Why didn't anyone else ever seem to hit these abysmal lows? Why didn't anyone else seem so sad and lonely? Why didn't anyone else cry when they couldn't be close to their moms anymore? I apologized to myself for being weak and promised to be better, but that only made me feel worse.
I couldn't stop crying. It's a bit of a blur. At times like that, internally, I scurry around frantically, trying to find paths forward. You need to move forward, even if you think you're trapped, because if you don't move forward, you'll be stuck in that painful place forever. You need to find something, anything to make yourself feel better. What to do, what to do?
I considered suicide. It was basically the first time I seriously (albeit feverishly and surreally) considered it. I felt like "that would show mom," and I'll admit that I wanted to do it all the more BECAUSE I said on here that I'd never commit suicide. Since that was on record, it would prove how far my mom had pushed me. (She doesn't even know about this blog.) The only thing that stopped me was thinking that God probably wouldn't like me committing suicide.
I tried eHarmony. I figured that was the best place to find a friend. No matches though, which didn't even surprise me in the dismal state of mind I occupied.
Somehow, someway, that horribly day ended. For the next few days, I felt really ugly and any human interaction was a terror. Till one day when an RA was friendly and nice to me, and that was all it took. Life was bearable again. Not good, but bearable.
For the months that followed, I had to reconsider my earlier conviction that whatever didn't kill me would make me stronger. For the longest time, I only felt frailer. I felt like a sheet of printer paper that had been turned into tracing paper. During that time, I listened often to Kesha's Hungover, and I realized that my heart was broken. It broke on that day, and since then, nothing had mended it.
It took a while, but time mended me, and I feel like printer paper again. The rest of the semester was ok.
The classes weren't nearly as hard as they professed to be. For the first two months, I didn't really focus on school. I focused on getting through each day. I've ended up with five A's and B. I feel kinda bad about the B, but considering I don't feel like I learned a whole lot this semester, I suppose it's reflective.
I feel like I should have learned something big from all this, but I didn't. I'm going to list some small things though, because I feel like I should leave you with something more than a sad story.
1. I need to be ok with my own pain before I can be of any use to myself or others. When I deny that I'm in pain, I just feel even worse, and I'm so awkward and useless when other people show their pain. This is because my mom looks at anyone who is open about their pain as touchy feely and whiny, and she passed that attitude on to me. I don't want to look at it that way anymore.

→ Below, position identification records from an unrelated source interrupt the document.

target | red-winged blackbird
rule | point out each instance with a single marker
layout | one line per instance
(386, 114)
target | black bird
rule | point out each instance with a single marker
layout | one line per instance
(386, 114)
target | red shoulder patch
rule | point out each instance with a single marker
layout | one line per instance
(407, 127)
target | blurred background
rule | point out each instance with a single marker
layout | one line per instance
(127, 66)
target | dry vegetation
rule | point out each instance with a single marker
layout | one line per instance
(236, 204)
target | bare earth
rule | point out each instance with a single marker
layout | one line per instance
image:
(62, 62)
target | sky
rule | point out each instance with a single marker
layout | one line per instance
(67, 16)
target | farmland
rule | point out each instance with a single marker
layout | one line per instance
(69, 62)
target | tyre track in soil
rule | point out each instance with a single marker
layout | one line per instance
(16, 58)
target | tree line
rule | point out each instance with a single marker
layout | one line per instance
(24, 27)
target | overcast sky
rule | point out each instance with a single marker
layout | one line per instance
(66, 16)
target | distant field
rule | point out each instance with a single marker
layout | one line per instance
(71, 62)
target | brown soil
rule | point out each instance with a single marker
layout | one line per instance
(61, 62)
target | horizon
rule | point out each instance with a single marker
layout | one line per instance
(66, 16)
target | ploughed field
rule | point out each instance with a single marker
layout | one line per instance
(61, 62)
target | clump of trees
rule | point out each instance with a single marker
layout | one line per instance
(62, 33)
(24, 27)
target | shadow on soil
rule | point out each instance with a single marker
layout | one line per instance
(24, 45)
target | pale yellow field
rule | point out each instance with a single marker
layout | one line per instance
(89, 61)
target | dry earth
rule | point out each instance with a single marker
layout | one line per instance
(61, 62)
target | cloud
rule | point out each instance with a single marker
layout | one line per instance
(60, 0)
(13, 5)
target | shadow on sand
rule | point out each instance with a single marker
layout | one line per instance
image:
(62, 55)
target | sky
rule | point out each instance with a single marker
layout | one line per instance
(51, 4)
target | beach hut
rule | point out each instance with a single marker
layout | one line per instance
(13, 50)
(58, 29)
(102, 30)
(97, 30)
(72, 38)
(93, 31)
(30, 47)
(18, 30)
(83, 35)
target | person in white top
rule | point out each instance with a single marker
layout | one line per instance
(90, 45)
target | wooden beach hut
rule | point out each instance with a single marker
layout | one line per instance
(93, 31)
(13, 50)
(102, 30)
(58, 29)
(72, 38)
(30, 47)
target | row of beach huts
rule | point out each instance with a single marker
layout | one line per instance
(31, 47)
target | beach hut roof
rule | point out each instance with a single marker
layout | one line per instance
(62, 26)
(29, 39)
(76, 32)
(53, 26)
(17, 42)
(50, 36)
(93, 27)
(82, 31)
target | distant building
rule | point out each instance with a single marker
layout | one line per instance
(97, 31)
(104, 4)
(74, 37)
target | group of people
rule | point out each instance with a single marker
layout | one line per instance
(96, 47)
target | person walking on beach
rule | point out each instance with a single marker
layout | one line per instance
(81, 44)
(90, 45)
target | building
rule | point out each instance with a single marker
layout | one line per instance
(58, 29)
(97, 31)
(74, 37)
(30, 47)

2. This may only feel like the lowest of my all-time lows because it's the most recent. It obviously wasn't the first time I crashed and burned and lived in an emotional ditch for an extended amount of time, and it won't be the last. I used to say that I knew I'd always get through these lows. I don't know that anymore, and it's almost nice to let go of that expectation.
3. "How do you get up from an all-time low?" According to my recent experience, you don't ever really "get up." Not on the same legs as before. I had to grow entirely new legs. It was like I reverted to tadpole stage, and I had to grow into a frog again. I'm reminded of that line from Lilo and Stitch: "Every time an asteroid strikes their planet, they have to begin life all over." Haha! =)
4. Never give up hope. You can soldier on without many provisions but not without hope.
I haven't forgotten I promised I'd publish my post on true love last summer and I failed to follow through. I really want to post that one, but I just don't know when I'll be able to. In fact, this probably sounds conceited, but I feel like I have so many insightful things to say but I don't have the time and/or energy to say them, and I don't know if I ever will. . . Makes me sad. But I won't give up.
Meanwhile, to anyone who reads this, thanks. I feel better already, and I hope in some way you do too.